He hesitated, seeming to want to say something more but checking himself. He adjusted himself in his seat, pinched his nose and cleared his throat before adding, “And you’ll be somewhat safer as an officer.”
I thought of a gathering at my parents’ house when they had invited their officer friends and wives. The men came in uniform that day, bedecked in their bars and medals, gleaming with the honor that their ornaments symbolized. My father told me afterwards that the medals stood for the great achievements in service to country that he and his friends had garnered through glory. He said that a military career was a story told in sequence, and the ornaments they wore, each medal a tribute to the wearer, were stepping-stones to a place at the table with the military elite. “They are the sum total of a military life,” chirped my mother, basking in his radiance.
“You know I have connections,” said my father. “They can open doors for you. We can get you into the Naval Academy.”
“I won’t go to Annapolis.”
He was surprised. “Why not?”
“I don’t want to be a warrior.”
“Want or not, you are one. I know who you are, and you’re a fighter from a long line of fighters.”
“How in Hell would you know if I’m a fighter?”
“You’ve been a fighter ever since you could walk. I used to watch you trade punches with that oaf Gilly when you were five and he was six. He would knock you down, and you would get right back up and hit him back! By gosh, you were half his size!”
I remembered Gilly at that age—he was such a big kid that his older brother had called him “Genghis Fat Boy.” I also recalled my anger and humiliation for having been decked by such a stupid lout, which is what I thought of him at the time.
“I also heard about your defiance towards your teachers in grade school.”
“You knew the Sisters were beating me at St Eustace,” I said, “and you did nothing? Why’d you let them do it!”

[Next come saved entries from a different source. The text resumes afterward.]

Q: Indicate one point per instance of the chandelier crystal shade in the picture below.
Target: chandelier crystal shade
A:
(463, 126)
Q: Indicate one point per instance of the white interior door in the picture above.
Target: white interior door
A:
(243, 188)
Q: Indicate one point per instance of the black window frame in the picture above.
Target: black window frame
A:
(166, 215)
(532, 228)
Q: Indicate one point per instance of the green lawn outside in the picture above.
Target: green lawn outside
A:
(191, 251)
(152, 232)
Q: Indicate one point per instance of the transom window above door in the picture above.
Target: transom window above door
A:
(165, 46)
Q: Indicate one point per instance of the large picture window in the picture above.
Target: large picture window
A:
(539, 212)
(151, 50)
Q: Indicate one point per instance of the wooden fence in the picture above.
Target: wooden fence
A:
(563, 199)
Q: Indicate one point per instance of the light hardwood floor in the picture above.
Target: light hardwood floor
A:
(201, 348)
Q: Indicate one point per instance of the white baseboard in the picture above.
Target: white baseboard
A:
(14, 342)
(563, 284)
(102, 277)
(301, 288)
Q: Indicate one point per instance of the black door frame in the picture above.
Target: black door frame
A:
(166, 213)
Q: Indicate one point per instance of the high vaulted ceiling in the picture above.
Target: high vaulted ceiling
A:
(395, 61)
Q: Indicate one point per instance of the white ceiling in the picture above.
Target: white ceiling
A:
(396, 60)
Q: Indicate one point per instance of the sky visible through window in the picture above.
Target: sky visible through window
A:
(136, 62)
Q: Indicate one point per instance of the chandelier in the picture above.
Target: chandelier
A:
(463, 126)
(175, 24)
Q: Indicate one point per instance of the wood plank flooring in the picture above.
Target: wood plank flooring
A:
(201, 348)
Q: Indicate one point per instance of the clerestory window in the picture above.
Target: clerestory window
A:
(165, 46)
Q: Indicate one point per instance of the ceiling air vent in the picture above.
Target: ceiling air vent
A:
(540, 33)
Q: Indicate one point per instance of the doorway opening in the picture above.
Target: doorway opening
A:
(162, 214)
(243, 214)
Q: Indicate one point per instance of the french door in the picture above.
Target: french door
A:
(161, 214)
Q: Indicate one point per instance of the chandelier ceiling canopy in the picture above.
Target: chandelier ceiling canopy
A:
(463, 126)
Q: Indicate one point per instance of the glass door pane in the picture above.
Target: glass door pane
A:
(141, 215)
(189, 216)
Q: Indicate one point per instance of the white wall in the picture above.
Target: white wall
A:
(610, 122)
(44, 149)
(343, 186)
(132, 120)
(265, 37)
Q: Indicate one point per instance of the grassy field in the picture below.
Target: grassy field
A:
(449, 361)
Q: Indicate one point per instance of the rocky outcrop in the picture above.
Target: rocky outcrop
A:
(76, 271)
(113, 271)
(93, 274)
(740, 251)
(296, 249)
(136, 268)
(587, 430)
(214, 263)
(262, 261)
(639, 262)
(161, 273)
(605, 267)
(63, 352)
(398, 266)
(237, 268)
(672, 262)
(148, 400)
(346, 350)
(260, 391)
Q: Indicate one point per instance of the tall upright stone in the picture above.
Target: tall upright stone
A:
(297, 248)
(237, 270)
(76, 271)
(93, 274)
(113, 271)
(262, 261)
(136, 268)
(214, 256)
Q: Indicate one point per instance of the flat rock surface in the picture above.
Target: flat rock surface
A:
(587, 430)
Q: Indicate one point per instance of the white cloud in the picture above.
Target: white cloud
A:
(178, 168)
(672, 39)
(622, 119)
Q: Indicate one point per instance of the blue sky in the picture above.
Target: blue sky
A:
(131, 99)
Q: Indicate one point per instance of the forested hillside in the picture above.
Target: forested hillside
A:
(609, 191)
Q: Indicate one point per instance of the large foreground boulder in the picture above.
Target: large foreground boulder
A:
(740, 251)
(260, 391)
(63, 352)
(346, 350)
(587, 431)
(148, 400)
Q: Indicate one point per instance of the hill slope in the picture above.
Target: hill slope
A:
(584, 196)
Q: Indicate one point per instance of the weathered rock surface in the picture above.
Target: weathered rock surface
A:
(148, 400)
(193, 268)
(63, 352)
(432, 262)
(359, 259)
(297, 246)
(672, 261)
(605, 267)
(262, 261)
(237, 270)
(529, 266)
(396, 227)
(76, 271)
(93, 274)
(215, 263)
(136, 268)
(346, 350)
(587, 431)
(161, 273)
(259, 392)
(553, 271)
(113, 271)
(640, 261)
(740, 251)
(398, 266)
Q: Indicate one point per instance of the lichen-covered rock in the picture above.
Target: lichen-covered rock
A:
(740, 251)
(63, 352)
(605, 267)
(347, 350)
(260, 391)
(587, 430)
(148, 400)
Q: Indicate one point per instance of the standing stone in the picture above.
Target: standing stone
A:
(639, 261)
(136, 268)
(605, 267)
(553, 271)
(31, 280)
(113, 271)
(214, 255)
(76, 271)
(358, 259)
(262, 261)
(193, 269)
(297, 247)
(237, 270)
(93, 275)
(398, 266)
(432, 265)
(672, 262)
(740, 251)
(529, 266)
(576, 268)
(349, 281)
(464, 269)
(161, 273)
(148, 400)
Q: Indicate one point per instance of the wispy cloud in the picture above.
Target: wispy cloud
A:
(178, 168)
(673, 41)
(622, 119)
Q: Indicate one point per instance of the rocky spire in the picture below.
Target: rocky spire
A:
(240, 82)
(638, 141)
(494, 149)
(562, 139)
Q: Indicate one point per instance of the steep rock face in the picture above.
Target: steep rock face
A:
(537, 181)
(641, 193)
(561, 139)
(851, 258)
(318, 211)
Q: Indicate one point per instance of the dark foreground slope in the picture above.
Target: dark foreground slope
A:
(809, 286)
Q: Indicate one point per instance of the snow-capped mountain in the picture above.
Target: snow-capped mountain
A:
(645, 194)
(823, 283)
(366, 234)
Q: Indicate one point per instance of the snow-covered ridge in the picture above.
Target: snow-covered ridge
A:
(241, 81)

“You know what I think about St Eustace: those teachers built your character. They’ve hardened you for the conflicts that lie ahead.”
“And that’s what you think—the beatings were good for me.”
“You know that’s what I think: the beatings aren’t good in themselves, but the overall effect is positive.”
“St Eustace— they’re evil. Father Croghan, the Sisters, I see what they are. After what they did to me, I’m not a Catholic anymore. I don’t know what I am, but I see what you are because you sent me there! I used to worship you, but now I see you’re no different from them!”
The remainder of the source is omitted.